New chemical reagent turns mouse brain transparent
Two mouse embryos, one (right) incubated in ScaleA2 solution. Credit: RIKEN
Japanese researchers at RIKEN have developed a ground-breaking new aqueous reagent which literally turns biological tissue transparent. Experiments using fluorescence microscopy on samples treated with the reagent, published this week in Nature Neuroscience, have produced vivid 3D images of neurons and blood vessels deep inside the mouse brain.
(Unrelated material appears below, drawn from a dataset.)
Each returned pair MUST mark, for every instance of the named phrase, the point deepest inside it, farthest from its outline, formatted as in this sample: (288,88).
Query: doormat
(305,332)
Highly effective and cheap to produce, the reagent offers an ideal means for analyzing the complex organs and networks that sustain living systems.
Our understanding of biological organisms and how they function is intrinsically tied to the limits of what we can actually see. Even todays most promising techniques for visualizing biological tissue face this limitation: mechanical methods require that samples be sectioned into smaller pieces for visualization, while optical methods are prevented by the scattering property of light from probing deeper than 1mm into tissue. Either way, the full scope and detail of the biological sample is lost.
The new reagent, referred to as Scale and developed by Atsushi Miyawaki and his team at the RIKEN Brain Science Institute (BSI), gets around these problems by doing two things together that no earlier technique has managed to do. The first is to render biological tissue transparent. Scale does this significantly better than other clearing reagents and without altering the overall shape or proportions of the sample. The second is to avoid decreasing the intensity of signals emitted by genetically-encoded fluorescent proteins in the tissue, which are used as markers to label specific cell types.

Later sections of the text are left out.